In traditional databases, what are range queries?
Range queries: Retrieve records where a value falls between set limits, useful for ordered data access.
In traditional databases, what are secondary indices?
Secondary indices: Additional data structures that speed up queries on non-primary key columns.
In traditional databases, what are transactions with ACID properties?
Transactions with ACID properties: Ensure reliable operations where Atomicity means all-or-nothing execution, Consistency maintains data rules, Isolation prevents interference between transactions, and Durability guarantees changes persist.
Why do we partition (shard) data?
A single database node can’t handle growing data size, read/write traffic, and latency requirements. Partitioning spreads data and load across multiple nodes to improve scalability, throughput, and availability.
What is data partitioning?
Splitting a large dataset into smaller chunks (shards), each managed by a different node, so no single node becomes a bottleneck.
What’s the difference between vertical and horizontal sharding?
-Vertical sharding: split by columns or tables
-Horizontal sharding: split by rows (records) using a partition key
When is vertical sharding useful?
When tables have wide columns (e.g., blobs, large text) or when separating tables improves performance.
Trade-off: Harder joins; usually manual and application-aware.
What are the two main horizontal sharding strategies?
Key-range sharding (ranges of keys)
Hash-based sharding (hash(key) → partition)

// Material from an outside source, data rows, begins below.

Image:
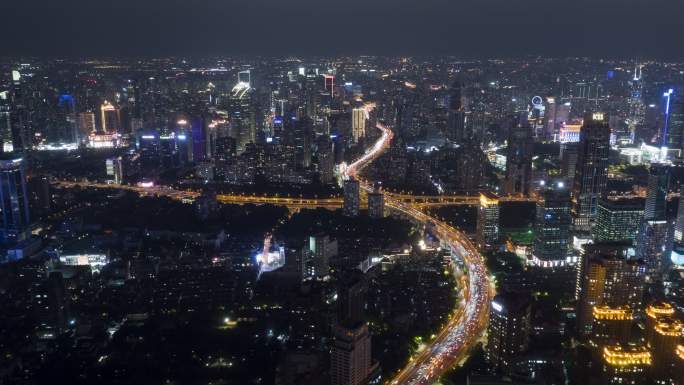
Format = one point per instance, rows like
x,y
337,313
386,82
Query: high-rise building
x,y
654,247
6,144
114,168
110,118
552,227
626,364
352,198
618,219
656,196
456,115
14,200
321,248
591,173
358,123
488,220
568,155
519,161
679,223
241,112
673,125
607,276
508,331
351,362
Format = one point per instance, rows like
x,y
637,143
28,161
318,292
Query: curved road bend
x,y
453,343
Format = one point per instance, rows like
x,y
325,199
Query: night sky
x,y
625,28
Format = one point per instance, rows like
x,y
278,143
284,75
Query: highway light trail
x,y
468,322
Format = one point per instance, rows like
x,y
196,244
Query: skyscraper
x,y
456,115
376,205
14,200
618,219
653,242
673,125
110,118
552,227
626,364
488,220
519,161
591,172
508,331
352,198
358,123
656,198
607,277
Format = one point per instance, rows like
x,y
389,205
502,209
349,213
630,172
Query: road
x,y
465,326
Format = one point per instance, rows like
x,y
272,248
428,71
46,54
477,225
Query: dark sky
x,y
626,28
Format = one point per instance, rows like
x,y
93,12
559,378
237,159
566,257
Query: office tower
x,y
488,220
508,331
519,161
552,227
654,247
114,168
456,115
653,242
199,147
568,155
656,198
5,123
350,362
39,196
20,100
679,223
591,171
607,277
610,325
85,121
626,364
326,163
673,126
110,118
618,219
352,199
376,205
358,123
351,290
14,210
321,248
241,112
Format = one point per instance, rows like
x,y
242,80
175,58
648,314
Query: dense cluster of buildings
x,y
590,151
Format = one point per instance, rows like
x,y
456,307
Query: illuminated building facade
x,y
591,174
618,220
488,220
610,325
519,161
552,228
508,331
626,364
607,276
352,198
358,123
14,199
376,205
110,118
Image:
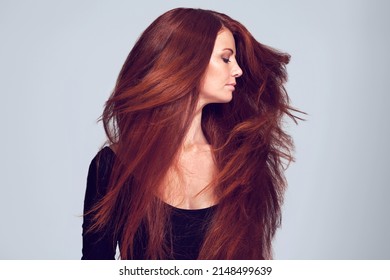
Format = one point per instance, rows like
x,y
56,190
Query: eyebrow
x,y
228,49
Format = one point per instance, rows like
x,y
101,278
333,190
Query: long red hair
x,y
147,117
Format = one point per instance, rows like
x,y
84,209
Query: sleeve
x,y
97,245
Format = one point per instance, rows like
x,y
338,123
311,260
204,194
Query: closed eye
x,y
226,60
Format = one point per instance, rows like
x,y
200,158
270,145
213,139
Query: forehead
x,y
224,40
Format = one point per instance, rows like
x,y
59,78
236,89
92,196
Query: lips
x,y
231,86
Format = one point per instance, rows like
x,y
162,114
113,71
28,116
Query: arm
x,y
97,245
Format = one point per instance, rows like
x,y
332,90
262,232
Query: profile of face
x,y
220,76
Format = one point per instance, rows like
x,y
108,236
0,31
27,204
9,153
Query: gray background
x,y
58,64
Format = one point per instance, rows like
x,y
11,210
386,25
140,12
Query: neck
x,y
195,136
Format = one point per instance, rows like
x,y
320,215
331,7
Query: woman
x,y
194,167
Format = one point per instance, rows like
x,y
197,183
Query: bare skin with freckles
x,y
188,184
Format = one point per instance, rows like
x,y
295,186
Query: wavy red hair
x,y
147,116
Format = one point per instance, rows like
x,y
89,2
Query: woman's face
x,y
220,77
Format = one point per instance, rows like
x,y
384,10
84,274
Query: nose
x,y
236,71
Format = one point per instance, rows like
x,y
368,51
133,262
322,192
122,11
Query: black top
x,y
188,226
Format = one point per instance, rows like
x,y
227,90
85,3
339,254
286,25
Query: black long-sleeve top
x,y
188,226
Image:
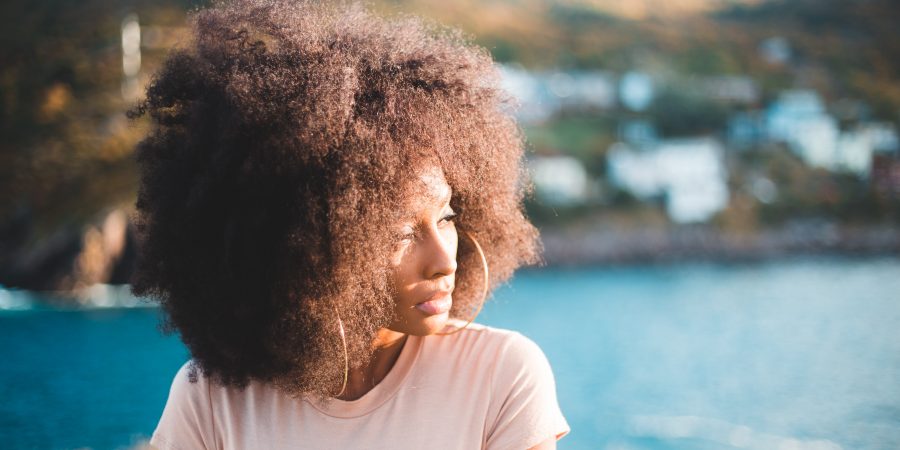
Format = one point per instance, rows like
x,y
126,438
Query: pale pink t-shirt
x,y
482,387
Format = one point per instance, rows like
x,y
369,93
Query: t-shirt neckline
x,y
381,393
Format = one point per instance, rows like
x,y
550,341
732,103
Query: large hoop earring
x,y
484,290
346,356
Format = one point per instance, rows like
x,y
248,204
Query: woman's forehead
x,y
429,190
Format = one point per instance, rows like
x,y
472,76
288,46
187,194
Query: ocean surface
x,y
791,355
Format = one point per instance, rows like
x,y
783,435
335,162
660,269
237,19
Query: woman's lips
x,y
436,306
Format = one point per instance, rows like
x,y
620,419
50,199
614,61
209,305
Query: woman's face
x,y
424,261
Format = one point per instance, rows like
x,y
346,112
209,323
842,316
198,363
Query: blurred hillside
x,y
65,152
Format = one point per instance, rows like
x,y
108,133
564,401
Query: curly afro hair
x,y
284,136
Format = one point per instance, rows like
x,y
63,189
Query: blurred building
x,y
636,90
542,94
560,180
730,88
689,174
798,118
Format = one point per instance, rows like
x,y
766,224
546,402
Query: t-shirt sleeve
x,y
186,421
524,398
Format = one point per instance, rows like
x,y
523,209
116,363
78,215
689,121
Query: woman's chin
x,y
423,326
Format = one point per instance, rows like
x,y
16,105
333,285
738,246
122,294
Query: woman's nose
x,y
440,253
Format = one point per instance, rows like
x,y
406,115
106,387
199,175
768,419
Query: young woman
x,y
321,197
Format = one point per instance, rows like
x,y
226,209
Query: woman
x,y
314,196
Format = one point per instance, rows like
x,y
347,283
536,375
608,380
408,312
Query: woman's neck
x,y
388,345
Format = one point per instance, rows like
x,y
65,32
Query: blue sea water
x,y
793,355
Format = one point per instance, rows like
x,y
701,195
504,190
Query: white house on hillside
x,y
689,173
560,180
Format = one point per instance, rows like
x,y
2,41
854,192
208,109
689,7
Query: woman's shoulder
x,y
476,334
507,349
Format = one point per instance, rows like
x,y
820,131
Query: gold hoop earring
x,y
346,356
485,288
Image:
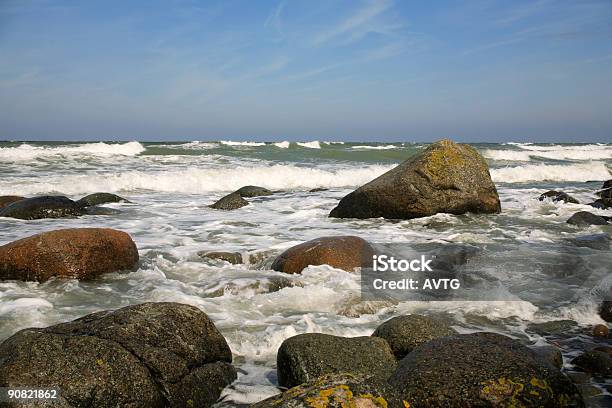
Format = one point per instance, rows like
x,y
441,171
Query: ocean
x,y
528,252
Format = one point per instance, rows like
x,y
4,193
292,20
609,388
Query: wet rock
x,y
404,333
584,218
148,355
253,191
231,257
231,201
42,207
595,362
557,196
77,253
304,357
480,370
6,200
342,252
337,391
444,178
100,198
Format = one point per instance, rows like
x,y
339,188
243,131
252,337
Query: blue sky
x,y
296,70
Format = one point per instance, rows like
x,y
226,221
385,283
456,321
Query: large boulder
x,y
148,355
100,198
444,178
77,253
404,333
481,370
305,357
342,252
42,207
337,391
231,201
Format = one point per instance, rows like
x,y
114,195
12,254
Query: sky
x,y
355,70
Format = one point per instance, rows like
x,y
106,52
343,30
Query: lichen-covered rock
x,y
231,201
404,333
444,178
148,355
337,391
304,357
342,252
100,198
481,370
558,196
77,253
42,207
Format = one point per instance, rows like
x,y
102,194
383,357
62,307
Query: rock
x,y
404,333
305,357
600,330
77,253
6,200
481,370
584,218
595,362
148,355
605,310
444,178
230,202
342,252
336,391
231,257
253,191
558,196
100,198
42,207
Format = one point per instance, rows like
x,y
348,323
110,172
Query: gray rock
x,y
305,357
404,333
481,370
231,201
148,355
42,207
444,178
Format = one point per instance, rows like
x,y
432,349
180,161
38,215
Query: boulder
x,y
305,357
481,370
230,202
558,196
6,200
404,333
100,198
585,218
253,191
77,253
342,252
42,207
148,355
337,391
444,178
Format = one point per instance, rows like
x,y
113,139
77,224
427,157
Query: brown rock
x,y
342,252
77,253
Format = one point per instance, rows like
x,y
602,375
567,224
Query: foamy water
x,y
536,274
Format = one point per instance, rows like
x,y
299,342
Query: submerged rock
x,y
305,357
337,391
558,196
342,252
444,178
404,333
231,201
78,253
148,355
584,218
481,370
100,198
42,207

What are the pros/cons of key-range vs hash-based sharding?
Key-range:
✅ Efficient range queries
❌ Risk of hotspots
Hash-based:
✅ Uniform distribution
❌ No range queries
Why is consistent hashing used?
To add/remove nodes with minimal data movement, avoiding massive reshuffling caused by hash mod n.
How do secondary indexes work with partitioning?
Local (by document): indexes per shard → slower reads (scatter-gather)
Global (by term): centralized indexes → faster reads, more complex writes
What is consistent hashing?
A way to distribute keys across nodes so that adding or removing a node moves only a small fraction of keys, instead of reshuffling everything.
Mental image: put nodes and keys on a circle (ring) and assign each key to the next node clockwise.
Why not just use hash(key) mod n instead of consistent hashing?
Because when n changes, almost all keys move.
Consistent hashing ensures that only keys belonging to the affected node move, making scaling and rebalancing cheap.